The rules for using Query Notification have finally settled after evolving through all of the betas and ctps. Here they are copied and pasted directly from the msdn help files:
Applications that use query notification features need to take into account the following special considerations.
Query notifications only support certain Transact-SQL statements.
First, to support notifications, queries must not contain:
The UNION operator.
Outer or self-joins.
The TOP clause.
The DISTINCT keyword.
A COUNT(*) aggregate.
AVG, MAX, MIN, STDEV, STDEVP, VAR, or VARP aggregates.
A SUM function that references a nullable expression.
The full-text predicates CONTAINS or FREETEXT.

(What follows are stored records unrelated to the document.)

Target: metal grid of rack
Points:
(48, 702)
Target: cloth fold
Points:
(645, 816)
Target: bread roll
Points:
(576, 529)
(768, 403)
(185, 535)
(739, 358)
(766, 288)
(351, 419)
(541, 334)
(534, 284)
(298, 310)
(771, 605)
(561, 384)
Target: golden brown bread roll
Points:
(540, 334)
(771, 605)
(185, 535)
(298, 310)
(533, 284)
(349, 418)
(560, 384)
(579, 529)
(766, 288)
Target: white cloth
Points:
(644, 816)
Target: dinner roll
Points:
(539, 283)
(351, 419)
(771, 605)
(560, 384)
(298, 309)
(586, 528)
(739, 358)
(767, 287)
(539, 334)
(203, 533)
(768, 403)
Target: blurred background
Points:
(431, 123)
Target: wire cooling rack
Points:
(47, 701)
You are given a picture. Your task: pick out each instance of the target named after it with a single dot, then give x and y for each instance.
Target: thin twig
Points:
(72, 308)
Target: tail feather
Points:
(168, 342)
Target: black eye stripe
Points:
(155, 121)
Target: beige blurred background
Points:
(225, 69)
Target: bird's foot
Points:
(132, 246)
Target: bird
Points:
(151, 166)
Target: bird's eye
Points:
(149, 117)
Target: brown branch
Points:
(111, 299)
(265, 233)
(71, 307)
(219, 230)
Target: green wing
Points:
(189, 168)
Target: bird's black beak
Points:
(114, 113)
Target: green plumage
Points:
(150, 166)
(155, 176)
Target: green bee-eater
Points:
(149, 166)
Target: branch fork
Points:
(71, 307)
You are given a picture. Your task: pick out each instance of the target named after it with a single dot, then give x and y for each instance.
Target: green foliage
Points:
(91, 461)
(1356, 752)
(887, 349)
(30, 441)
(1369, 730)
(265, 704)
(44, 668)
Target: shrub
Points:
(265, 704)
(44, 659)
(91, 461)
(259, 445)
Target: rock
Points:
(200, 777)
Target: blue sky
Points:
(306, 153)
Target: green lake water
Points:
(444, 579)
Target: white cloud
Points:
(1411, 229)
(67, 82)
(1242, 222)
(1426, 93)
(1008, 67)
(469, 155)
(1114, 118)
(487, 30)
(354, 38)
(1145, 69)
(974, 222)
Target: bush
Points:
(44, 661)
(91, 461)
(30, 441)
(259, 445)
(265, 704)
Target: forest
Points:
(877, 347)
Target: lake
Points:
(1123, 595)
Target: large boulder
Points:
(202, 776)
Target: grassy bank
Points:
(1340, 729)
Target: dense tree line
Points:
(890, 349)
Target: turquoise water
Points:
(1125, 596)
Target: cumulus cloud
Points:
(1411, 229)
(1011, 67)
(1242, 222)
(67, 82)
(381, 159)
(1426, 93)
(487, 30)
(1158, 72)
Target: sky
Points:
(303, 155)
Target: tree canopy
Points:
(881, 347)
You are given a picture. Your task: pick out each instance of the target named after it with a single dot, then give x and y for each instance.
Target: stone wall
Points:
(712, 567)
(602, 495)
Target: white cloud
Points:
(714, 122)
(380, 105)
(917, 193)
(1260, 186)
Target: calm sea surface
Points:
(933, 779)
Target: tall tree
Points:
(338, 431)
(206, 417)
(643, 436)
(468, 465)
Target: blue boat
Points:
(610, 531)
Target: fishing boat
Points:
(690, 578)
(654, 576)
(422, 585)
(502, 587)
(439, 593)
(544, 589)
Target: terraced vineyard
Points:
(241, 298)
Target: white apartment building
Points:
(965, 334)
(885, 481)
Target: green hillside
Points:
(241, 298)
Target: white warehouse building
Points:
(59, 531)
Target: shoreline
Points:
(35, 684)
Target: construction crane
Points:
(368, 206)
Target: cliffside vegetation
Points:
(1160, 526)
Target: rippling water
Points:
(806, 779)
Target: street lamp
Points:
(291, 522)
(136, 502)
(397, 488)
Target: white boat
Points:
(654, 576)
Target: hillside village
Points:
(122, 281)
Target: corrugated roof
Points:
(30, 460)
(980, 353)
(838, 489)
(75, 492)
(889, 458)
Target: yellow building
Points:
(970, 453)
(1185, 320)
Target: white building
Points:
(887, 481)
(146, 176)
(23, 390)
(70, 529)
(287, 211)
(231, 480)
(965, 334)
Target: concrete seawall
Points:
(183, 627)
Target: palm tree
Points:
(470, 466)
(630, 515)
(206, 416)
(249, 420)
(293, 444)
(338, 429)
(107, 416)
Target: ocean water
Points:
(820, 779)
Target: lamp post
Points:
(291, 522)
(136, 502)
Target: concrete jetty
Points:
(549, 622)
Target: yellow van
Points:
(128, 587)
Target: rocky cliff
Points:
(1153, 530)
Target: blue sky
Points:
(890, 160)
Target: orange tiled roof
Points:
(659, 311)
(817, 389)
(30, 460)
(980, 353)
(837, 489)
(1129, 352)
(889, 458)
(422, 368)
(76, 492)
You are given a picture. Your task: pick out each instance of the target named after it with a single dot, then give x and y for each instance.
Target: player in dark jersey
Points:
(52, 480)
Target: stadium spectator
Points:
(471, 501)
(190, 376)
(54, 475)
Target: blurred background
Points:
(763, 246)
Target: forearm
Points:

A COMPUTE or COMPUTE BY clause.
Aggregate expressions if GROUP BY is not specified in a select list. If GROUP BY is specified, the select list must contain a COUNT_BIG(*) expression, and cannot specify HAVING, CUBE, or ROLLUP.
An INTO clause.
Conditions that will preclude results from changing (e.g. WHERE 1=0).
FOR BROWSE (or be running with SET NO_BROWSETABLE ON).
A READPAST locking hint.
Second, queries must not reference:
Temporal tables or table variables.
Tables or views from other databases or servers.
Any other views or table-valued functions.
Any system tables or views.
Any nondeterministic function, including ranking and windowing functions.
Any server global variables.
Any Service Broker queue.
Finally, queries must reference a base table or view.
An application that uses Query Notifications must take into consideration cases where a notification occurs immediately. When data is changed on the server, a notification message will be sent to the appropriate Service Broker queue. Applications need to reregister to receive additional notifications. Therefore, if a data set is updated quickly by multiple applications, an application could receive a notification, retrieve the data, and then get another update notification almost immediately after the cache has been refreshed. Applications that use Query Notifications must be written to take this case into account. If an application uses data that is constantly updated, another strategy for caching data may be more appropriate.
If multiple modifications are made to a set of data with a registered notification request, and those changes occur within a transaction, only a single notification event will be sent.
Service Account for SQL Server
An application will not receive notifications from an instance of SQL Server that uses the Local System account as the service account.